Ich habe auch von so genannter Gradwanderung gelesen. Auf der einen Seite soll es ein wachsamer Hirtenhund sein, auf der anderen Seite ein friedvoller Mitbewohner unserer Gesellschaft. Das ist für mich keine Gradwanderung, das ist normal und möglich. Schließlich sind wir mit Wölfen und Bären dünn besiedelt. Wir haben immer versucht, bei uns keine Gefahren für Menschen aufkommen zu lassen. Wichtig erscheint mir, dem Hund das Beißen nicht zu lernen. Darin darf er nicht bestärkt werden, Hirtenhunde haben alle eine gewisse Kraft und Macht, unvorstellbar, das ich ihnen noch lerne, dieses einzusetzen. Immer versuchen wir, alles ein wenig zu händeln. Nachts sind die Hunde bei den Schafen in der Koppel. Da hinein sollte sich eigentlich niemand  verlaufen. Tagsüber sind sie in unserer Nähe. Dort haben wir Einfluss.

Foto: Mario Jessat

Festzustellen ist, das es seit den Estrela keinen Diebstahl mehr bei uns gibt und nächtliche Übergriffe auf die Schafe durch streunende Hunde aufgehört haben.

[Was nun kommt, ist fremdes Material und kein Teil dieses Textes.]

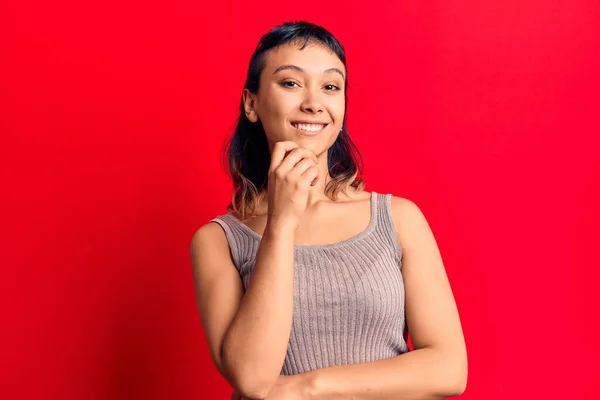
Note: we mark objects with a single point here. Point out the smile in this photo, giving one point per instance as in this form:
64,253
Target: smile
310,128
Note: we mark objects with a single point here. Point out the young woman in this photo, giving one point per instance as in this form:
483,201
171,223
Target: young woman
308,286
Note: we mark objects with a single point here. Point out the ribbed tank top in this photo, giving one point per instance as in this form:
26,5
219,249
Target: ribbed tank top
348,296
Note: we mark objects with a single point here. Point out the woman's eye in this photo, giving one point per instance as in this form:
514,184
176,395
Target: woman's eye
289,84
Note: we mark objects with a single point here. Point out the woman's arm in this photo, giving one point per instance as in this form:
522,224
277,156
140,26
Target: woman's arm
248,334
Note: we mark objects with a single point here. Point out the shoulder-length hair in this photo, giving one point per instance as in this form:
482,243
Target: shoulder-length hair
247,156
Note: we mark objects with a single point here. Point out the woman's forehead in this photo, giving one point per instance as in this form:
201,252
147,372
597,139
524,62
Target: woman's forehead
314,58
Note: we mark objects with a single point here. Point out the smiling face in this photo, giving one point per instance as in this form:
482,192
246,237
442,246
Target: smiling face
301,96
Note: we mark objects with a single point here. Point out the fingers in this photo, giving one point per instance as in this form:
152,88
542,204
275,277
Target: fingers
294,157
279,151
286,161
310,176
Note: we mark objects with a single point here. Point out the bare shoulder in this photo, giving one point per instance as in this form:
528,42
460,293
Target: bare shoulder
410,223
218,286
208,234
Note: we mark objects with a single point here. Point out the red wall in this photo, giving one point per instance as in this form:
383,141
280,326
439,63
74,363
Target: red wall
112,117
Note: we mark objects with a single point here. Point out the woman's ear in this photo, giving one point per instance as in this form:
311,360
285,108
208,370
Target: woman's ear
250,106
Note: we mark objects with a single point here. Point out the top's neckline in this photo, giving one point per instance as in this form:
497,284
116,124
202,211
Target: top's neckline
345,242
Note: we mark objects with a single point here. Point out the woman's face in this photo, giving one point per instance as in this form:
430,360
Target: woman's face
301,96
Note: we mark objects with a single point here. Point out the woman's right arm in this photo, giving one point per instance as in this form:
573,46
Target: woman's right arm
248,334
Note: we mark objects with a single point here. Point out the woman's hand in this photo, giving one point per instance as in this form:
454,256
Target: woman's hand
287,387
290,177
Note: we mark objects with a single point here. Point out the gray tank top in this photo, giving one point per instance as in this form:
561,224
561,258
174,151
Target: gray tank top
348,296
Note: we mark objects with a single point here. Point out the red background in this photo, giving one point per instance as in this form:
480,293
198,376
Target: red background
112,118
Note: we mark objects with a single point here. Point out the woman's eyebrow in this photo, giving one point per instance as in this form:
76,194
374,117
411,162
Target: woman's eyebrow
297,68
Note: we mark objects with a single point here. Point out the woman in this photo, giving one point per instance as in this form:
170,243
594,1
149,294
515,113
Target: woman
308,286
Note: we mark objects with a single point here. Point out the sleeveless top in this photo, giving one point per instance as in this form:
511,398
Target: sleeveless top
348,296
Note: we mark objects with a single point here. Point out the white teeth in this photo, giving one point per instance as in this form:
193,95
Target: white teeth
309,127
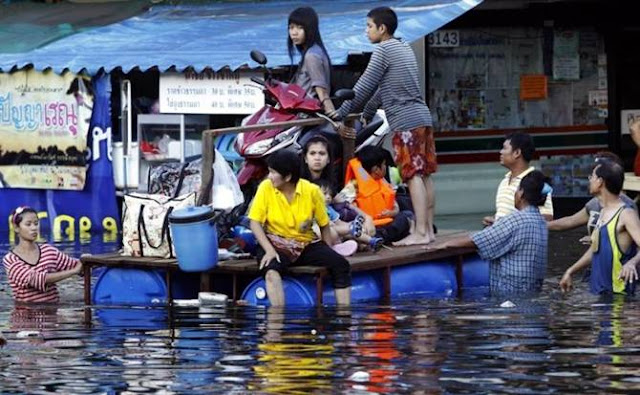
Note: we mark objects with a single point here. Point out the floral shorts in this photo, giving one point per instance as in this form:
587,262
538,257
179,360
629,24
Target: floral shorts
415,152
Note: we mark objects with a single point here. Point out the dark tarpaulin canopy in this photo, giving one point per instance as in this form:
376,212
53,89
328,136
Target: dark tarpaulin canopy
220,35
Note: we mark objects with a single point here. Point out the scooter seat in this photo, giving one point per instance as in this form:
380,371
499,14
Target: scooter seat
366,132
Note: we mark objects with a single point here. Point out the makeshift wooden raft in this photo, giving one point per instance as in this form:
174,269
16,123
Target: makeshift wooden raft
381,263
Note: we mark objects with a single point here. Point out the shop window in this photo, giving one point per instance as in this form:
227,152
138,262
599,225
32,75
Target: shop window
477,85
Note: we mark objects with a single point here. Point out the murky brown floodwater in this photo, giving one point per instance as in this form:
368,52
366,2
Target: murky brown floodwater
550,344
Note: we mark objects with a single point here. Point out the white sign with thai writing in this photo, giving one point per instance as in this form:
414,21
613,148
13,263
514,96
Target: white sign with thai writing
223,92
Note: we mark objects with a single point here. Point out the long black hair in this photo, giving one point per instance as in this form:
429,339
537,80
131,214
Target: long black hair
308,19
533,188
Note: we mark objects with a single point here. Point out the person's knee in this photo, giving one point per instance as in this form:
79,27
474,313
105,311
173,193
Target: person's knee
341,272
272,276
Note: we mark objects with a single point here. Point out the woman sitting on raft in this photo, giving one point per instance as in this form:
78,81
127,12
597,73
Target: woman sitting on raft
282,214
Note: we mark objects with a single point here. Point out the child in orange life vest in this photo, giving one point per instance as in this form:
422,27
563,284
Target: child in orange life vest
375,196
340,227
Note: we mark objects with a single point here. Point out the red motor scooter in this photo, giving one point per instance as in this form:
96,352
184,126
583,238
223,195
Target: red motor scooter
283,102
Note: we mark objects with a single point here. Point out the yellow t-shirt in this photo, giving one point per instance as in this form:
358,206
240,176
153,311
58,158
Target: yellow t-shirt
291,220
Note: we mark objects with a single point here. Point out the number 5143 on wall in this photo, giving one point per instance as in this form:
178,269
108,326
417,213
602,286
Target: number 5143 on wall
444,38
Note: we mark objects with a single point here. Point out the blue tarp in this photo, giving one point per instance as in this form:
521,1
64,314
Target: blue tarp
220,35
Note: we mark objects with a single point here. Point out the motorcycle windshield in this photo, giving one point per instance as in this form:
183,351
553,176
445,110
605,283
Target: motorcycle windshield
266,115
293,97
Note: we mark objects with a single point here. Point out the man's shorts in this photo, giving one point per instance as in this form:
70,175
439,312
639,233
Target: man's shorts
415,152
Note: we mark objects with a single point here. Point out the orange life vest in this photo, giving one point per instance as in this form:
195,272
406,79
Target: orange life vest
373,196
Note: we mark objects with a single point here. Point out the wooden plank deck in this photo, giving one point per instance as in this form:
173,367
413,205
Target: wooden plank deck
365,261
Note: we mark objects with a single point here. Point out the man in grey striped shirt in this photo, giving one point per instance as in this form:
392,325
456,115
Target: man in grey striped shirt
391,81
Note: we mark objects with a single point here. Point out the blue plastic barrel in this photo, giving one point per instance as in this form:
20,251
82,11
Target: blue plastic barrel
142,287
128,286
431,279
475,277
195,238
475,272
301,291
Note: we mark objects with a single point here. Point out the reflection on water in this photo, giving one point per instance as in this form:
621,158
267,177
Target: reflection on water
554,343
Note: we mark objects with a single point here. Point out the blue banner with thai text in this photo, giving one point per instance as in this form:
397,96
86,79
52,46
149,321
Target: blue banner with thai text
67,215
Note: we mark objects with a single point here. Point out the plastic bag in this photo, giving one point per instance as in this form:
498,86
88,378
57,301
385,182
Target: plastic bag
225,192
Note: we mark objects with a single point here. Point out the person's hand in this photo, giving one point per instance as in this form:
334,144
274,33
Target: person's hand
437,246
629,273
586,240
78,268
634,126
566,284
346,132
268,257
369,227
335,115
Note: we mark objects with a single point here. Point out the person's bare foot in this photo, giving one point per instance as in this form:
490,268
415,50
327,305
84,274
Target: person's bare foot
414,239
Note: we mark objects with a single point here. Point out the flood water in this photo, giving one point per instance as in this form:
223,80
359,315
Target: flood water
551,344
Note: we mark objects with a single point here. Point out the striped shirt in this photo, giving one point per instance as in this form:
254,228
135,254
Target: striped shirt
391,82
28,281
505,197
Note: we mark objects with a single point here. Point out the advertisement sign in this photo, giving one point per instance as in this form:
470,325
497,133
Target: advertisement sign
533,87
223,92
67,215
44,118
566,57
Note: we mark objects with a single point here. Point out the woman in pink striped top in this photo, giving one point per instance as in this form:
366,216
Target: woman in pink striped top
34,269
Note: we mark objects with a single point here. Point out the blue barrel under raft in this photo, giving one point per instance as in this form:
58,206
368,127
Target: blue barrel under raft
300,291
142,287
428,279
475,277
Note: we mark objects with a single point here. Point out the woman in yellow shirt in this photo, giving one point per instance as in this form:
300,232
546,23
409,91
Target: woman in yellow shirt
282,213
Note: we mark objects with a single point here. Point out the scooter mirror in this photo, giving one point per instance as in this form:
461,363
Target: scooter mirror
345,94
258,57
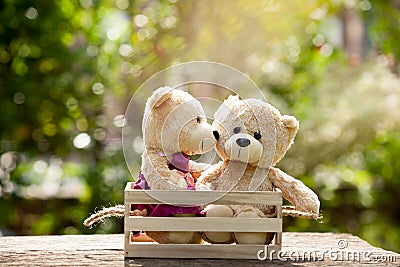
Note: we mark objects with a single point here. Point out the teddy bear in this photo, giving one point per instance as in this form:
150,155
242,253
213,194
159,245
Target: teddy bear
252,137
174,127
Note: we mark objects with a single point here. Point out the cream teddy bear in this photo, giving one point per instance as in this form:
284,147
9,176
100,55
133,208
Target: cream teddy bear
174,127
253,137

Besonders positiv ist, das sie langsam damit beginnen, festliegende Schafe (in der Lammzeit oder krank) vor den Angriffen der Krähen zu verteidigen. Leider betrachten sie das aber noch als Hobby, als lustigen Zeitvertrieb. Wir versuchen nun, dieses Verhalten zu bestärken. Was nicht leicht ist, leider fliegen die Krähen weg, wenn wir kommen. Aber wir haben Erfolge. Gut hat sich das füttern der Hunde neben dem Zaun, also knapp neben ihrer Koppel erwiesen. Zu diesem Zeitpunkt hatten wir die Hunde separat, also ohne Schafe. Die Krähen sind frech und holten sich das restliche Futter und die Hunde kamen nicht ran. So hat sich ein gewisser Futterneid gegenüber den Krähen aufgebaut. Als sich später ein Schaf im Zaun verfing, lag Strella davor und ließ keine Krähe an das Tier.

Foto: Mario Jessat

Sehr oft wurden wir gefragt, warum es der kurzhaarige Estrela sein sollte. Das ist ganz einfach. Nach Erfahrungen mit Kaukasen und Kuvasz, welche sich in unserem Hütegelände frei bewegen konnten , zogen wir in erster Linie einen Hund vor, bei dem sich die Kletten besser entfernen lassen. Übrigens haben sie auch die teuren Hütten nie betreten. Sie liegen lieber draußen, wie es sich für einen Hirtenhund gehört. Glaub ich.

Mario Jessat

www.cao-da-serra-da-estrela.de


Nachsatz: Ein großes Dankeschön an Mario Jessat, denn er werden nach unserer Meinung immer noch nicht genug Hirtenhunde von Schäfern eingesetzt. Braucht man die überhaupt? Man braucht sie, denn nicht in allen Gegenden Deutschlands tauchen Wölfe oder sogar ein Bär auf und das wird sich auch in Zukunft nicht viel verändern. Aber in allen Gegenden Deutschlands klagen Schäfer über Diebstahl.

Ein altes Sprichwort aber sagt: Mit Hund wäre das nicht passiert.